Ed è qui che volevo venire, come da titolo: in quale modo quest’interpretazione a dir poco insultante del calo demografico italiano può tradursi in informazione corretta sulla fertilità, la salute sessuale e la prevenzione? Mi spiego: nel contributo del Tavolo Consultativo il testo comincia a trattare le questioni riguardanti la fisiologia maschile e femminile, le malattie invalidanti e la salute sessual solo a partire da pagina 46, cioè dal capitolo terzo.

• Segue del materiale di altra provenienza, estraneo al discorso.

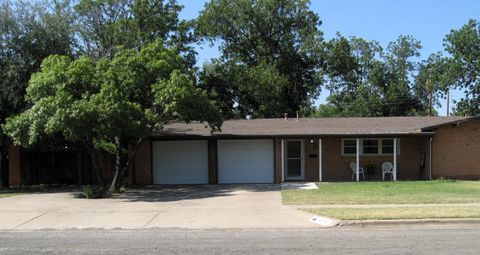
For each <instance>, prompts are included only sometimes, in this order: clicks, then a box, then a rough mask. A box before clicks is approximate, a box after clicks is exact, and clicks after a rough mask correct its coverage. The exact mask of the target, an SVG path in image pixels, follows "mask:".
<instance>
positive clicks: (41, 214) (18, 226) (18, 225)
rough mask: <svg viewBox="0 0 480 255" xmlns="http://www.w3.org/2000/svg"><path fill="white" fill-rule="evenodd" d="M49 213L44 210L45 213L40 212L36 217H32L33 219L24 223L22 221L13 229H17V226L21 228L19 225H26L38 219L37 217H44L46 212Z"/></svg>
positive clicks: (28, 220)
mask: <svg viewBox="0 0 480 255" xmlns="http://www.w3.org/2000/svg"><path fill="white" fill-rule="evenodd" d="M47 213H48V212H44V213H42V214H40V215H37V216H35V217H33V218H31V219H29V220H27V221H25V222H23V223H20V224H19V225H17V226H15V227H14V228H12V230H15V229H17V228H19V227H21V226H23V225H25V224H27V223H29V222H31V221H33V220H36V219H38V218H40V217H42V216H43V215H45V214H47Z"/></svg>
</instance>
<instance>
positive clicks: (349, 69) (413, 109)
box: [317, 34, 424, 116]
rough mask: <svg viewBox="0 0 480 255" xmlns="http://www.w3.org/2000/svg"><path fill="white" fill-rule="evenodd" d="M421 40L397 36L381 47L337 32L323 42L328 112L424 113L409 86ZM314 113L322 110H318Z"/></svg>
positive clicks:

Nelle 45 pagine precedenti, invece, si assiste impotenti a interpretazioni quantomento fantasiose sulle cause del calo demografico: in particolare, si accenna alla mascolinizzazione femminile ad opera del mondo del lavoro, all’individualismo
narcisistico delle donne, cui verrebbero meno i “modelli di identificazione tradizionali” (p.31), nonché a una presunta attitudine fondamentalmente sfiduciosa verso lo Stato e la cosa pubblica, che sarebbe da combattere diffondendo “good news” sulla maternità (wait a minute, good news what?!?).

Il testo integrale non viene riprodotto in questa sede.